Sitting here by myself bored. My man left right after I got home from work, and the kids are sleeping. I have no friends, I have acquaintances, people I know. I don't know them good enough to hang out with them. Just people I work with. I have a hard time making friends. I have a hard time opening up and letting people get to know me. I've been like this for a while. When I was younger in my pre-teens and teens, yea I had a few friends that I hung with. As I turned towards the drug life I grew away from them. Now I know people but I don't know them. I really wish I could be more social and have the ability to go up and start a conversation.Or just say hey you want to hang out. Most people aren't doing the things I am doing> I don't really drink and if I do it is to get fucked up and have the head change. Most normal people don't use drugs. Marijuana not be counted. That is not a drug to me, its medical.If i do go somewhere I have totake my kids with me. Taking them somewhere is hard. My youngest cries, and my two older ones fight and nit pick each other. I hope it gets better with them as they get older.

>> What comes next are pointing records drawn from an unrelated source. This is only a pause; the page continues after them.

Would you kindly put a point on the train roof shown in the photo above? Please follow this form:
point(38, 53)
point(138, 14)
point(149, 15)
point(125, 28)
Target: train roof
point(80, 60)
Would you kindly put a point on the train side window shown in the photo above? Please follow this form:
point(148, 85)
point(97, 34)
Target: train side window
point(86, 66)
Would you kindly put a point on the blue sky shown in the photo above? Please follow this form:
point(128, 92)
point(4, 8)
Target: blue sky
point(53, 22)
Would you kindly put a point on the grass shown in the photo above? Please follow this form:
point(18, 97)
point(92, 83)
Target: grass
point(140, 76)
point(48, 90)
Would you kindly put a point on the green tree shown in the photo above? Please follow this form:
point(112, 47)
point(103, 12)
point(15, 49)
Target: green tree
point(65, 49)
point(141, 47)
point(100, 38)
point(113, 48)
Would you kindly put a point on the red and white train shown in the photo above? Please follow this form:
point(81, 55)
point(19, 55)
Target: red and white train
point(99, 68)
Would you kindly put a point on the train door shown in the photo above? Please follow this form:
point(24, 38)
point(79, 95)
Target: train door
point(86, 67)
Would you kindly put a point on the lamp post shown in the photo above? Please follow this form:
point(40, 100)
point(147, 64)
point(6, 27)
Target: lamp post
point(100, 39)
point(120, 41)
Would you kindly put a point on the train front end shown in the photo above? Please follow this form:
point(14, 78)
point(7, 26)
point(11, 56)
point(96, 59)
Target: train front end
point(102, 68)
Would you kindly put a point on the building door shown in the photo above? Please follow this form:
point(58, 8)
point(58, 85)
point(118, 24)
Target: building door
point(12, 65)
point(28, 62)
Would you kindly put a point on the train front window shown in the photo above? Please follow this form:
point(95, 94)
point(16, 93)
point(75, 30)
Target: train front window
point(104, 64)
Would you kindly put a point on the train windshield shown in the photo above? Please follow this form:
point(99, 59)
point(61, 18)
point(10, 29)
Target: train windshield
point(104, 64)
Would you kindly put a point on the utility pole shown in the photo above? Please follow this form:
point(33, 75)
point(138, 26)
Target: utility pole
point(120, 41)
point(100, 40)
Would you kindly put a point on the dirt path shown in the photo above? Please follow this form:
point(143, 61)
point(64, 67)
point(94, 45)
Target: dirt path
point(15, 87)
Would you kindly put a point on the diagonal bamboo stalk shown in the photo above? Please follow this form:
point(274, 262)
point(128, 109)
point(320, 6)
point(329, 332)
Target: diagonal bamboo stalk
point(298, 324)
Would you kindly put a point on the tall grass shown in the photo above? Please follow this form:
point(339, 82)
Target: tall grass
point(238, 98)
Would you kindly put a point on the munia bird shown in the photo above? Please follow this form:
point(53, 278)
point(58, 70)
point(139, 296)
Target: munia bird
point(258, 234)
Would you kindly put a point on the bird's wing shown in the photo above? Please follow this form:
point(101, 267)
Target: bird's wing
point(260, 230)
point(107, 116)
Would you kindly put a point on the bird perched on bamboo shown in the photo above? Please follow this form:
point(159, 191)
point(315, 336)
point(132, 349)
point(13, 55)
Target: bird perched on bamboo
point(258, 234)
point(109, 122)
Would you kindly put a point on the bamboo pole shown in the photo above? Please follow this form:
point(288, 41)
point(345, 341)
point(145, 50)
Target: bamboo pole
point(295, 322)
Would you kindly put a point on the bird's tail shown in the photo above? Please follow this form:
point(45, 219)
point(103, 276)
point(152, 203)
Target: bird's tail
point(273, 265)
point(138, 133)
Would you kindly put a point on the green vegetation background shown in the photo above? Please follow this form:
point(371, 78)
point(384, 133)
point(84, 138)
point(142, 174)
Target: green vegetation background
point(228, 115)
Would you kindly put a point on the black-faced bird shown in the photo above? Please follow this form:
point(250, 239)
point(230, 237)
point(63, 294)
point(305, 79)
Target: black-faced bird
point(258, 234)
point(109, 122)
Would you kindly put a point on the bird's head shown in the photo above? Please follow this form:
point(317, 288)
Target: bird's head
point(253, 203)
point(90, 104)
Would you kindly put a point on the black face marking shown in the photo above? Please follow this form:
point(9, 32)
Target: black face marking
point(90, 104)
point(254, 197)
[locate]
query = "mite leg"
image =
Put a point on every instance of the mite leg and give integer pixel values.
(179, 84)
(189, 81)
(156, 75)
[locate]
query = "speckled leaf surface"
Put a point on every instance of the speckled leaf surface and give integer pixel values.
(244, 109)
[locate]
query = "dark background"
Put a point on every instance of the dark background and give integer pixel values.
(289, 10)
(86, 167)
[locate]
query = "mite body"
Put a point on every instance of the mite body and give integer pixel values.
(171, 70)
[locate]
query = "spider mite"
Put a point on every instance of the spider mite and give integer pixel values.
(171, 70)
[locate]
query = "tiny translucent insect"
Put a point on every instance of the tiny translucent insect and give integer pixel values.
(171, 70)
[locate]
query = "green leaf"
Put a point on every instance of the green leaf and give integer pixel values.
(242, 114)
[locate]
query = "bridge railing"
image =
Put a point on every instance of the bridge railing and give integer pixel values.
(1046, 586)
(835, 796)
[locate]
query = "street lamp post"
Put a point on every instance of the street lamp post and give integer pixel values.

Thursday, September 5, 2013

Decisions

Im not ready to back to school right now. I have been on two minth break and I'm suppose to startback on the 17th. I have been doing some serious thinking. I want an education but I dont want to what I'm going to school for. I have a back roj.d that is going to hinder me on going where I would like to go. I would have to work a county if I go into juvenile probation. I have been researching those kind of jobs and no one is hiring. States and counties are broke. America is broke. I feel I should go into what I know and have done before. Medical or restaurant. I've work as a medical assistant and server. I know my way around both of those. It is time to decide, im running out of time.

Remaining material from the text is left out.